Reg Trott
- Born: 2 January 1930 Mitcham, Surrey, England
- Died: 19 September 2015 (aged 85)
- Nationality: British (English)

Career history
- 1949–1955: Wimbledon Dons
- 1955: Oxford Cheetahs
- 1956–1964: Norwich Stars
- 1965–1967: West Ham Hammers
- 1969–1972: Eastbourne Eagles

Team honours
- 1954, 1955, 1965: League champion
- 1950, 1951, 1953, 1963, 1965: National Trophy/KO Cup
- 1965, 1966: London Cup
- 1971: League champion (tier 2)

= Reg Trott =

British motorcycle speedway rider (1930 – 2015)

Herbert Reginald Trott (2 January 1930 – 19 September 2015) was an international motorcycle speedway rider from England. He earned one international cap for the England national speedway team.

== Biography==
Trott, born in Mitcham, began his British leagues career riding for Wimbledon Dons during the 1949 Speedway National League. Although in his novice season, he rode some significant meetings recording a 2.87 average. He went on to ride for seven seasons at Wimbledon, in which time he won three National Trophies (1950, 1951 and 1953) and two league titles (1954 and 1955).

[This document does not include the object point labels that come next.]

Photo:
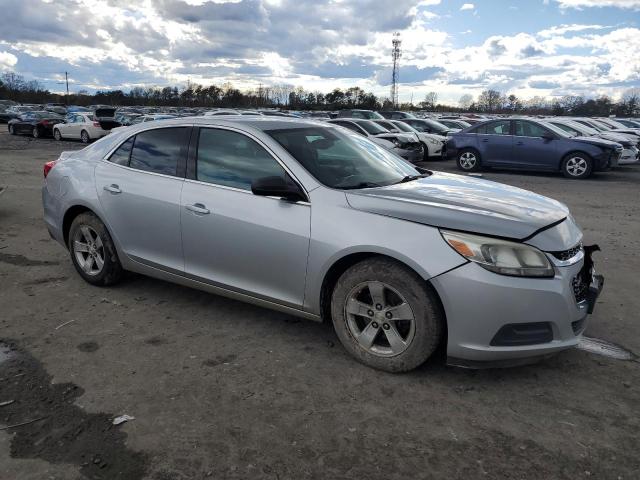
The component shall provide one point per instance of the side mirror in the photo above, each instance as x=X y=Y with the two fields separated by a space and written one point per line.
x=277 y=186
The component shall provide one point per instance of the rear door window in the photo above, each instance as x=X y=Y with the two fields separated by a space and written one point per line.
x=158 y=150
x=529 y=129
x=502 y=127
x=232 y=159
x=122 y=154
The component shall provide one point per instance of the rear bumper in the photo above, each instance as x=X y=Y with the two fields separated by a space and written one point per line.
x=479 y=303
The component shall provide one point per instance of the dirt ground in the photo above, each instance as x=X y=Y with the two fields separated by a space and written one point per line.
x=220 y=389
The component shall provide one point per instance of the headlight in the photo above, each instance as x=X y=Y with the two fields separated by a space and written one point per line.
x=500 y=256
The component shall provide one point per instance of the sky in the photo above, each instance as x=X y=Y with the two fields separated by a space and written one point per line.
x=525 y=47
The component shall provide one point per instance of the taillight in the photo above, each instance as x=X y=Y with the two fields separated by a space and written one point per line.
x=48 y=166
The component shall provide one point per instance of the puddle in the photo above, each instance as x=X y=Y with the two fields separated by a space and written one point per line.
x=606 y=349
x=45 y=423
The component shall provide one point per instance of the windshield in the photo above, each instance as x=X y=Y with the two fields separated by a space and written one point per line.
x=372 y=128
x=403 y=127
x=341 y=159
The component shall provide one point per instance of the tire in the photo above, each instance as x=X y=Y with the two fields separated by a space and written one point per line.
x=577 y=166
x=468 y=160
x=92 y=251
x=418 y=325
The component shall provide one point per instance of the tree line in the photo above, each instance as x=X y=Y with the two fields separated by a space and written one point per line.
x=15 y=87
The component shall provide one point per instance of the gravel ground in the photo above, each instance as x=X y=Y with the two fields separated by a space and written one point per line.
x=221 y=389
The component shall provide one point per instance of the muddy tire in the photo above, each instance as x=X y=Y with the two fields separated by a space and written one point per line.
x=92 y=251
x=577 y=166
x=386 y=316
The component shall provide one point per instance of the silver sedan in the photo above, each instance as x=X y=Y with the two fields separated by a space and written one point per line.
x=310 y=219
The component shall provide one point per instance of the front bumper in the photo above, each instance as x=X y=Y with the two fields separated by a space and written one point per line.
x=479 y=303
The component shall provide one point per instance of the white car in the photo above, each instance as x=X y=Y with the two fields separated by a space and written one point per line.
x=86 y=126
x=433 y=143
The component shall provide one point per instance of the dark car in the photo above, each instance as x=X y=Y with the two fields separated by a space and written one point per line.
x=38 y=124
x=528 y=144
x=396 y=115
x=362 y=114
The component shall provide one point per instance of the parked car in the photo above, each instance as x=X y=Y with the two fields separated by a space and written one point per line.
x=455 y=124
x=630 y=152
x=59 y=108
x=81 y=126
x=406 y=146
x=36 y=124
x=432 y=144
x=361 y=114
x=396 y=115
x=151 y=118
x=529 y=144
x=314 y=220
x=426 y=125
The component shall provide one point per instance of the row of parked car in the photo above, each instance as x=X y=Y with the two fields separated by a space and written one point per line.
x=576 y=147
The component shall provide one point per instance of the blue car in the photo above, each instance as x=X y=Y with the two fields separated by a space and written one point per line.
x=527 y=144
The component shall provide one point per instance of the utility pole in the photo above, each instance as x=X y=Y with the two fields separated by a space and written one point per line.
x=396 y=53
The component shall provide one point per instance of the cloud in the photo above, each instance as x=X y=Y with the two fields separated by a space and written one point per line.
x=7 y=60
x=579 y=4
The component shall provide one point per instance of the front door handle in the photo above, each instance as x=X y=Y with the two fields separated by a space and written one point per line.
x=198 y=208
x=113 y=188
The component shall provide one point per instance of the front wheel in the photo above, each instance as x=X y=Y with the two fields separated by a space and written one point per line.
x=577 y=166
x=386 y=316
x=92 y=251
x=468 y=160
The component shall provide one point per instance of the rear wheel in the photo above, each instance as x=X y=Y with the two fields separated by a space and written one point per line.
x=577 y=166
x=385 y=315
x=92 y=251
x=468 y=160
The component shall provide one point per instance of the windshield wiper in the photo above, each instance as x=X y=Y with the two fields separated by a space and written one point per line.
x=362 y=185
x=411 y=178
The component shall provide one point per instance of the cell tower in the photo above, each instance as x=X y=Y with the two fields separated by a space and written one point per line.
x=396 y=53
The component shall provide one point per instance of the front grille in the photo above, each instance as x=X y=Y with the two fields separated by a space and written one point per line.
x=565 y=255
x=580 y=288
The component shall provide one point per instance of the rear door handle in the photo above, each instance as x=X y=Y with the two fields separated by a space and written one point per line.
x=198 y=208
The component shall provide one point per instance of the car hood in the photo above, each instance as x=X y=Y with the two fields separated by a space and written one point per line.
x=463 y=203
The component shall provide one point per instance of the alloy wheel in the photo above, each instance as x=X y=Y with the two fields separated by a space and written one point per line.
x=468 y=160
x=576 y=166
x=380 y=319
x=88 y=250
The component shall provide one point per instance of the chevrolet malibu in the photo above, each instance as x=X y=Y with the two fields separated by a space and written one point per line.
x=313 y=220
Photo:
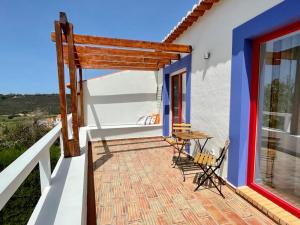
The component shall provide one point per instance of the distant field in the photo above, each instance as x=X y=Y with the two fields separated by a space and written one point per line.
x=15 y=103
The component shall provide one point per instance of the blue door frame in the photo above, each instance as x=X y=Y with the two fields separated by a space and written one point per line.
x=184 y=63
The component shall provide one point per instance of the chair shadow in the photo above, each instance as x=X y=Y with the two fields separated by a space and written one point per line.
x=207 y=185
x=104 y=158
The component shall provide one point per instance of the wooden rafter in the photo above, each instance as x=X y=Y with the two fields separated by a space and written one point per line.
x=80 y=52
x=87 y=50
x=125 y=43
x=62 y=93
x=84 y=59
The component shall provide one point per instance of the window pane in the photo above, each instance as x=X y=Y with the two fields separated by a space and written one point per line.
x=277 y=166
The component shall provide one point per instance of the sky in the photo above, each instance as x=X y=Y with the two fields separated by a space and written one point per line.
x=27 y=55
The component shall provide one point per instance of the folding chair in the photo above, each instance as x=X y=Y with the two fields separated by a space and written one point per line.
x=175 y=142
x=210 y=164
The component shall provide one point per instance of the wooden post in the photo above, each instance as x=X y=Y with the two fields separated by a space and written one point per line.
x=81 y=98
x=75 y=151
x=62 y=91
x=91 y=203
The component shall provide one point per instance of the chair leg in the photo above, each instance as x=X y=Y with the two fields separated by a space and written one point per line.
x=210 y=176
x=203 y=181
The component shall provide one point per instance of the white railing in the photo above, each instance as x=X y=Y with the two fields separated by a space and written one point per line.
x=13 y=176
x=63 y=193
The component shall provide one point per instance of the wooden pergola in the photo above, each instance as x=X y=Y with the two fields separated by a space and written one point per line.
x=95 y=52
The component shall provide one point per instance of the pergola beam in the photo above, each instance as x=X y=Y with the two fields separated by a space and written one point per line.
x=62 y=92
x=126 y=43
x=108 y=58
x=74 y=143
x=100 y=64
x=109 y=67
x=87 y=50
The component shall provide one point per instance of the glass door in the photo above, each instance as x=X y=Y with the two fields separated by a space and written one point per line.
x=276 y=145
x=178 y=91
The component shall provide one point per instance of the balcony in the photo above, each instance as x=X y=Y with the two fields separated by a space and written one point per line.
x=135 y=183
x=112 y=169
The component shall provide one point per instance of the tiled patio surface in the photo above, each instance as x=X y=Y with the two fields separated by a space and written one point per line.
x=136 y=184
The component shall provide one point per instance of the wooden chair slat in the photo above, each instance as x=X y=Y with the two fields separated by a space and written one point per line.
x=196 y=158
x=182 y=125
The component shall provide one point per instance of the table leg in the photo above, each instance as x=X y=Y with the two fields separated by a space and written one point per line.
x=179 y=153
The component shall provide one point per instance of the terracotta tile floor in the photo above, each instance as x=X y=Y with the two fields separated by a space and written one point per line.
x=136 y=184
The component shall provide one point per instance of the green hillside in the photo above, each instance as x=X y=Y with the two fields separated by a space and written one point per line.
x=15 y=103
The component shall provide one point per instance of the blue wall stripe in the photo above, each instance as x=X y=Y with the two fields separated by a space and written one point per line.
x=185 y=62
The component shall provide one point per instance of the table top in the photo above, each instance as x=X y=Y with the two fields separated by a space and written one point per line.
x=192 y=135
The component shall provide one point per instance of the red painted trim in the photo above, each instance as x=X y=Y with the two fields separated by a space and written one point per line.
x=279 y=33
x=179 y=77
x=172 y=99
x=285 y=205
x=254 y=113
x=180 y=98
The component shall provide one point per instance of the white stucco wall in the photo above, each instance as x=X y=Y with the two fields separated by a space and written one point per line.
x=210 y=97
x=115 y=102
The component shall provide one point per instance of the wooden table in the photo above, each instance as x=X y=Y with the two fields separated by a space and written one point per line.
x=188 y=136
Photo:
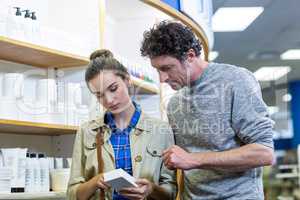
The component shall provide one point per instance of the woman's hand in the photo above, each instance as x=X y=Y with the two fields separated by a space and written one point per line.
x=99 y=182
x=144 y=189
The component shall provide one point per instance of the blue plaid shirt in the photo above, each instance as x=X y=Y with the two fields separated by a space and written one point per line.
x=121 y=143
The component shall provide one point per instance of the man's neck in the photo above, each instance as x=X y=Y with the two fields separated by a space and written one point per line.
x=198 y=69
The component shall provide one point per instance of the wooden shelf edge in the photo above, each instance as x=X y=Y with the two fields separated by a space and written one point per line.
x=39 y=195
x=144 y=87
x=160 y=5
x=68 y=59
x=35 y=128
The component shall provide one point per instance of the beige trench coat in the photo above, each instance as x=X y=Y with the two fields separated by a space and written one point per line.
x=148 y=139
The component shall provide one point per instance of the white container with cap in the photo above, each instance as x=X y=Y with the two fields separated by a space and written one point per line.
x=12 y=85
x=60 y=179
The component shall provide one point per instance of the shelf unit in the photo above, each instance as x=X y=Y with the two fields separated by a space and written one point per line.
x=33 y=128
x=33 y=196
x=42 y=57
x=30 y=54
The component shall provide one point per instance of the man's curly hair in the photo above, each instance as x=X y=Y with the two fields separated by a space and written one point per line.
x=169 y=38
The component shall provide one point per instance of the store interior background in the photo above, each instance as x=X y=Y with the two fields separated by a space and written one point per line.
x=262 y=43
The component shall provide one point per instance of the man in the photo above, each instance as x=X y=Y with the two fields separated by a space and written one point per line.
x=222 y=131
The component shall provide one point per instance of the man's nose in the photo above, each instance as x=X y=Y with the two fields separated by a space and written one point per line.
x=163 y=77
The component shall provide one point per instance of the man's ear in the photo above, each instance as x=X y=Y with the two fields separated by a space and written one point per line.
x=191 y=55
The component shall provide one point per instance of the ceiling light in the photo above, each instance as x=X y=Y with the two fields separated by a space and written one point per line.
x=272 y=110
x=213 y=55
x=234 y=18
x=271 y=73
x=291 y=54
x=287 y=97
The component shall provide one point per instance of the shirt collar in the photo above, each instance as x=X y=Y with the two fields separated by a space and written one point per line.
x=143 y=122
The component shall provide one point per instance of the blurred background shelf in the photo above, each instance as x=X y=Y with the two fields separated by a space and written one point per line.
x=34 y=196
x=33 y=128
x=30 y=54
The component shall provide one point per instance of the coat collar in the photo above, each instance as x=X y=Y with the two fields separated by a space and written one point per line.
x=142 y=125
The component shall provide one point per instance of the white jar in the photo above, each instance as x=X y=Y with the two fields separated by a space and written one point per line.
x=12 y=92
x=59 y=179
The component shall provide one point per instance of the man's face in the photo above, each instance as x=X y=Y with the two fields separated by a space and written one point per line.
x=171 y=71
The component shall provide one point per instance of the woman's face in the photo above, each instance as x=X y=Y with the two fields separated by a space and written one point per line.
x=111 y=91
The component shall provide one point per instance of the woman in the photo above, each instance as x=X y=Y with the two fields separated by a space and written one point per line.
x=123 y=138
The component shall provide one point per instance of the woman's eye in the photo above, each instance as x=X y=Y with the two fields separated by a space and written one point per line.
x=113 y=89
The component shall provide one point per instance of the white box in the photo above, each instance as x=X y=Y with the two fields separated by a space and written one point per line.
x=119 y=179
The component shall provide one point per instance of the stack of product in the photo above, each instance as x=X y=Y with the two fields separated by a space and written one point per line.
x=44 y=106
x=30 y=172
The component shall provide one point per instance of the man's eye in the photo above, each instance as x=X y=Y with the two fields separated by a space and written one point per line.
x=164 y=69
x=113 y=89
x=99 y=96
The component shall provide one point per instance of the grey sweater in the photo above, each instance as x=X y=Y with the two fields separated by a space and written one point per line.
x=222 y=110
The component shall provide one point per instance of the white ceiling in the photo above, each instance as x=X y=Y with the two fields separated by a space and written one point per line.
x=273 y=32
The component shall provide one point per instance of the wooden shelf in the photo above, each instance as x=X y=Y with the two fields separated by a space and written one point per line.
x=33 y=128
x=39 y=195
x=30 y=54
x=143 y=87
x=25 y=53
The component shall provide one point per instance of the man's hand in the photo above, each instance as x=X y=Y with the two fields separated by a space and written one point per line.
x=99 y=181
x=144 y=189
x=177 y=158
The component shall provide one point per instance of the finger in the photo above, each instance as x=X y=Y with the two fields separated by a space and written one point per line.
x=102 y=185
x=130 y=190
x=167 y=156
x=142 y=181
x=169 y=164
x=167 y=150
x=132 y=196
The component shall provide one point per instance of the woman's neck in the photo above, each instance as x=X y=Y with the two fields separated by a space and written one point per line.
x=123 y=118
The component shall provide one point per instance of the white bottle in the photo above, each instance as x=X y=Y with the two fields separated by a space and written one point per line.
x=36 y=173
x=29 y=174
x=45 y=173
x=36 y=30
x=3 y=15
x=26 y=25
x=14 y=24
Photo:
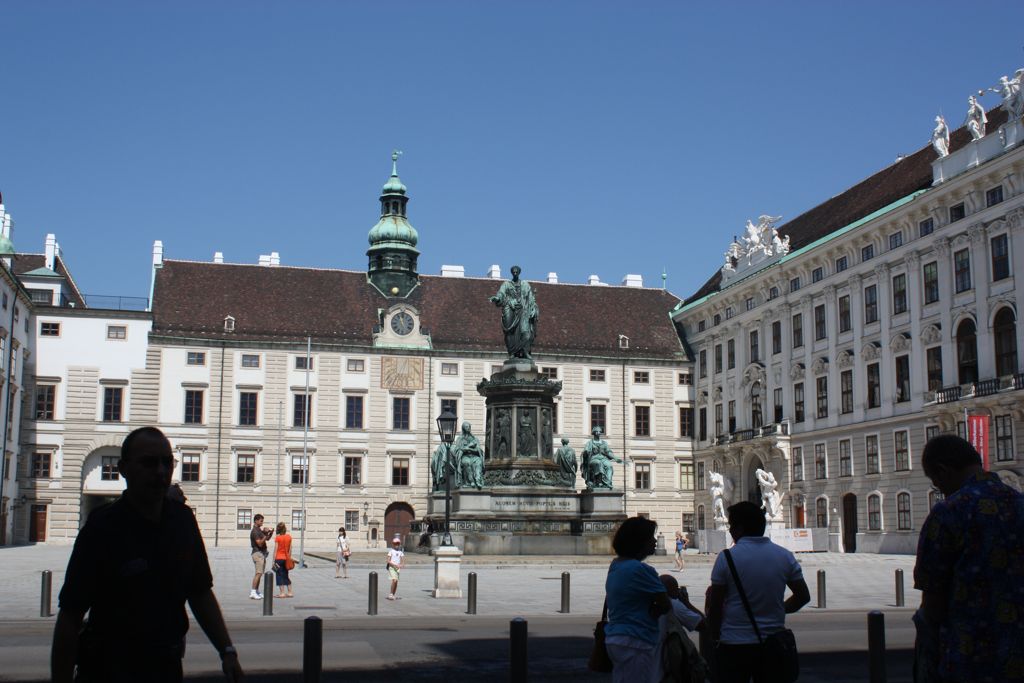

In 1956, Trott signed for Norwich Stars and would stay with the club for nine years until the end of the 1964 season. During his time at Norwich, he won another National Trophy in 1963.

When the British League was inaugurated in 1965, Trott joined West Ham and contributed to a league, Knockout Cup and London Cup treble winning season.

After missing the 1967 and 1968 seasons, Trott returned to speedway riding for Eastbourne Eagles for the 1969 British League Division Two season and averaged a solid 8.73. He remained at Eastbourne for four years and won the league title with them in 1971. He retired after the 1972 season and later became a speedway referee.